In relation to this statement, I am wondering how this squares up with the concept of liturgy in Vatican II documents. I am not greatly familiar with such documents, having only read certain sections of a number of them - however, I was not aware that it was said that it was desirable wherever possible to celebrated the Holy Mass facing the people. I thought that Vatican II, while recognising the potential value of celebrating the Mass facing the people, wanted ad orientem celebration to remain the norm.

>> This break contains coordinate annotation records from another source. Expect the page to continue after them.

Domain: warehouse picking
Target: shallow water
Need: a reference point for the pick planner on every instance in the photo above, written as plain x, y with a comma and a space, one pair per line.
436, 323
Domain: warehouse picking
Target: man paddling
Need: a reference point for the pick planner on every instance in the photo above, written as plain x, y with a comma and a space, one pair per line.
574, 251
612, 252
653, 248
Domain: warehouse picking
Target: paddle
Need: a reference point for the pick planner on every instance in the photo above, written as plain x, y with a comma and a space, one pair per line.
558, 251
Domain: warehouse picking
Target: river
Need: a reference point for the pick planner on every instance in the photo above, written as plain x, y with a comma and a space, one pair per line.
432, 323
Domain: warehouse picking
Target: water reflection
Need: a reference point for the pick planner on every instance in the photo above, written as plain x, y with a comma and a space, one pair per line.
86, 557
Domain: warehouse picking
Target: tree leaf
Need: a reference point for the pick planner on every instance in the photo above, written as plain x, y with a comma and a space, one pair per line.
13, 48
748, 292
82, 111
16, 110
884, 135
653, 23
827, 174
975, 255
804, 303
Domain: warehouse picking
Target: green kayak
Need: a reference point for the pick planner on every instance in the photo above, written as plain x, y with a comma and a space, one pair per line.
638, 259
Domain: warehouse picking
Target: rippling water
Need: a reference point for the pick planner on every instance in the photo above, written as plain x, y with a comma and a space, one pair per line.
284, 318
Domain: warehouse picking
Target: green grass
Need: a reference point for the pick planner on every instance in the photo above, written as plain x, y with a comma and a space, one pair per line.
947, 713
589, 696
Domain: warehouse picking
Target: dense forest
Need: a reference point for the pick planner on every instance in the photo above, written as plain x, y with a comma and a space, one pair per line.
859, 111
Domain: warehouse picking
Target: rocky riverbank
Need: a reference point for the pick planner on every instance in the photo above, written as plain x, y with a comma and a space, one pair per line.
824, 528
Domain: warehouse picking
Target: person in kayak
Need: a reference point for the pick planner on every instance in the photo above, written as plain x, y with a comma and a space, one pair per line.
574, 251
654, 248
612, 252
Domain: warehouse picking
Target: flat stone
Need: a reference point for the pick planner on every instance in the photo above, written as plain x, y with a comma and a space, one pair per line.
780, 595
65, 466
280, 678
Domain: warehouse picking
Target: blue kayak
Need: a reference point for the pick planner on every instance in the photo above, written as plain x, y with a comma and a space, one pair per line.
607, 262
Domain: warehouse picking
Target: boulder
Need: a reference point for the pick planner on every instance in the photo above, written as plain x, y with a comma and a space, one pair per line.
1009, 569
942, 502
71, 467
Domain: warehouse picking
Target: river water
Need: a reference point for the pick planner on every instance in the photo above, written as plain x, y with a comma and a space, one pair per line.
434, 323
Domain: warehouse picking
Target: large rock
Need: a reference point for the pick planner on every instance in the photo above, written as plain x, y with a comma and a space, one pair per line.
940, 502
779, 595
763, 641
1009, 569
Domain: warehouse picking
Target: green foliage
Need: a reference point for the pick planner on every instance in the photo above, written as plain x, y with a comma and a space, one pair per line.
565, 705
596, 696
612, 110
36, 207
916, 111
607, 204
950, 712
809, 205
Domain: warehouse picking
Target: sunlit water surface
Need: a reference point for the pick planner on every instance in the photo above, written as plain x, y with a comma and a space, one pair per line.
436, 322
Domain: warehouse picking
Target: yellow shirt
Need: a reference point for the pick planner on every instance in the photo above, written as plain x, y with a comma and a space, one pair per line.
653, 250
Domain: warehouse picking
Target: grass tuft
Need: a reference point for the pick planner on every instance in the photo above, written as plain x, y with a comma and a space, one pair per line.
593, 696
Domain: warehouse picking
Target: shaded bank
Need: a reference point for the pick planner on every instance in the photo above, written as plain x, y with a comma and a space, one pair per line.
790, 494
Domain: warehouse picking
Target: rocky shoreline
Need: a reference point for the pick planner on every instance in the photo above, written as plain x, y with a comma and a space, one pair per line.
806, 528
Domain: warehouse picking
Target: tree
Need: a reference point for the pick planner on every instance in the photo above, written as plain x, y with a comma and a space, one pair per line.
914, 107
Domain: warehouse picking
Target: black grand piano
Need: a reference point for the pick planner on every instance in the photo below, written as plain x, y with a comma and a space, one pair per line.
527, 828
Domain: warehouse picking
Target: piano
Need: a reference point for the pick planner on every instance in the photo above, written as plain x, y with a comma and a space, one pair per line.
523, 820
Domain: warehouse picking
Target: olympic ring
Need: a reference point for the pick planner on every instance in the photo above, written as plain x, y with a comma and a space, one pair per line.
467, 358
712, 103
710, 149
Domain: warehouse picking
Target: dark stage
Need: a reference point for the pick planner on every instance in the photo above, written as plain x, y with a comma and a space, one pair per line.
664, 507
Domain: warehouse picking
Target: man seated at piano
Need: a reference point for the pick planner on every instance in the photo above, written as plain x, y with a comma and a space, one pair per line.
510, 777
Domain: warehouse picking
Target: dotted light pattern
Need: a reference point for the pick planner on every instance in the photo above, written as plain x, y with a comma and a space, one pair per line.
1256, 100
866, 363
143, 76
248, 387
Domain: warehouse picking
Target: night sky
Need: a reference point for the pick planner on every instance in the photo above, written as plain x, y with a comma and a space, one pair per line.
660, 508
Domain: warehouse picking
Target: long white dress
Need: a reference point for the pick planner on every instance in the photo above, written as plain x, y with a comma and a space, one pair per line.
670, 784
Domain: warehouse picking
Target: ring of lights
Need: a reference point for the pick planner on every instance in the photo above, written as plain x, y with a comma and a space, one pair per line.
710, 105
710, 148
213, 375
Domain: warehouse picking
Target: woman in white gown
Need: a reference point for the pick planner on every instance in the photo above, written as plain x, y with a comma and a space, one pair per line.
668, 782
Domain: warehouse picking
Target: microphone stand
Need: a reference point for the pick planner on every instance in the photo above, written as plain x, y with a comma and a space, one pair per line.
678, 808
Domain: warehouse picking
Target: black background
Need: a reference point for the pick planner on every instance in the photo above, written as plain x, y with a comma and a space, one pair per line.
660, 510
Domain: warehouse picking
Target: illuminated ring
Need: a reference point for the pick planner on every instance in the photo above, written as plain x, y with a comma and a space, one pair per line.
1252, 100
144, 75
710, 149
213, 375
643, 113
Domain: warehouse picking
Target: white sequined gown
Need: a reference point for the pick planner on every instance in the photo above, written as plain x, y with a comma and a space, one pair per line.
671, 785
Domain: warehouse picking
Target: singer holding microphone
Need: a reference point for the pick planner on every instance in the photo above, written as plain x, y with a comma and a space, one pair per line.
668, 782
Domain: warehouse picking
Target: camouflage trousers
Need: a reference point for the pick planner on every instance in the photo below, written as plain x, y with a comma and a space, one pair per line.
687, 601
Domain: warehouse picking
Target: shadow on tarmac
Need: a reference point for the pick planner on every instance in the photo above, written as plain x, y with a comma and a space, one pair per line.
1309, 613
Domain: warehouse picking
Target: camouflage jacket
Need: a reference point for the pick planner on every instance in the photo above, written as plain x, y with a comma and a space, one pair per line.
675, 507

Regarding the building of altars apart from the wall - obviously this would not prevent ad orientem celebration of the Holy Mass, but in paragraph 303 it is stated that even in older churches which have an altar fixed to the wall "another altar...should be erected". Again, is this the same vision that Vatican II had? I certainly know that neither the GIRM nor Vatican II gave bishops licence to smash the old altars as part of the reforms.

Finally, regarding the positioning of the tabernacle - the GIRM (paragraph 314), as well as English translations of Vatican II documents, say that the tabernacle should be in a part of the church which is "truly noble". Pope Paul VI, for example, said that the tabernacle should be in nobilissimo loco - surely "nobilissimo" should be translated as "the most noble" or "most prominent"? Indeed, paragraph 310 of the GIRM states that the chair of the priest celebrant should be at the head of the sanctuary "unless, for example...the tabernacle is in the centre behind the altar". I know there were situations before Vatican II where the tabernacle was not directly behind the altar, but there have been so many churches - old & new - where the tabernacle has been moved off to the side, and the priest celebrant's chair has been put "in nobilissimo loco" instead.

So, how do these things square with the vision of the fathers of Vatican II?

[/quote]

They square just fine, as the same Magisterium that taught at Vatican II teaches via the GIRM.